La Bretagne confrontée au stress hydrique
Région dont quasiment 60 % du territoire est consacré à l’agriculture
Avec une sécheresse particulièrement forte à l’été 2022, deux hivers secs consécutifs et un déficit pluviométrique inquiétant
Les associations n’hésitent pas à s’en emparer également, à la demande des habitants. « Après ce que nous avons vécu pendant l’été 2022, le regard des Morlaisiens a totalement changé sur l’eau comme ressource », raconte Bénédicte Compois, directrice de l’association ULAMiR-CPIE.
Un nouvel enjeu est apparu autour de l’eau : celui de la quantité d’eau disponible et du partage de cette ressource.
ULAMiR-CPIE et l'eau
Implantée sur les bords du Douron, le fleuve séparant les deux départements du Finistère et des Côtes-d’Armor, l’Union locale d’animation en milieu rural (ULAMiR) s’est saisie de cette problématique à travers une diversité d’activités à destination des habitants du Pays de Morlaix.
Créée en 1974 pour animer les territoires ruraux, l’association loi 1901 accompagne également des démarches en faveur des transitions écologiques en tant que Centre permanent d’initiatives pour l’environnement (CPIE) depuis 2004
ULAMiR-CPIE met ainsi en œuvre depuis maintenant plus d’une vingtaine d’années des actions de sensibilisation, dont des sorties nature sur le cycle de l’eau
En effet 75 % de l’eau potable en Bretagne provient des eaux en surface
Comprendre le cycle de l’eau, c’est aussi apprendre à mieux utiliser cette ressource précieuse.

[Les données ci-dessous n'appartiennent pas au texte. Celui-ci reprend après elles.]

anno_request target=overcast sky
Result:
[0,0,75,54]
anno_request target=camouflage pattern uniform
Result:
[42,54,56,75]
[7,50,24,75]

Les équipes d’ULAMiR-CPIE proposent une entrée originale dans les problématiques hydriques : les liens entre la terre et la mer, entre le cours d’eau du Douron et son déversement dans la commune de Locquirec
Par la découverte de l’écosystème de la rivière, l’association sensibilise les enfants, mais pas que, aux notions de cycle de l’eau. Pour Bénédicte Compois, directrice de l’association, ces activités permettent de discuter avec les habitants sur les conséquences de leurs actes pour le cours d’eau.
En plus de ces sorties découvertes, l’association mène également des actions de sensibilisation. Son équipe a développé divers supports comme des maquettes ou des bars à eaux qu’elle anime dans des marchés, des foires ou des expositions du territoire. Par une approche ludique, l’association cherche à susciter la réflexion des passants sur l’eau.
Préparer les crises à venir
Comment aller plus loin ? Face aux restrictions potentielles d’eau, trouver des alternatives plus pérennes devient urgent. ULAMiR-CPIE travaille par exemple sur les possibles conflits d’usage, cherchant à promouvoir une utilisation plus raisonnée de l’eau.
Concrètement, l’association a initié un jardin partagé avec une équipe de bénévoles. Dans celui-ci, ils expérimentent ensemble comment limiter l’utilisation de l’eau au jardin, avec des oyas
L’association va également continuer ses projets de sensibilisations sur les marchés, en développant de nouveaux formats d’animation. Les demandes sont croissantes, que ce soient de la part des particuliers ou des collectivités. Pour Bénédicte Compois, « l’année 2023 est charnière, nous allons accélérer nos actions pour pouvoir anticiper au mieux les crises à venir. »
Au-delà de ces actions concrètes sur le territoire, ULAMiR-CPIE défend une vision politique de l’eau.
« Tout l’enjeu aujourd’hui est de replacer l’eau comme un bien commun, en apprenant à le gérer collectivement pour en bénéficier de manière équitable », conclut Bénédicte Compois.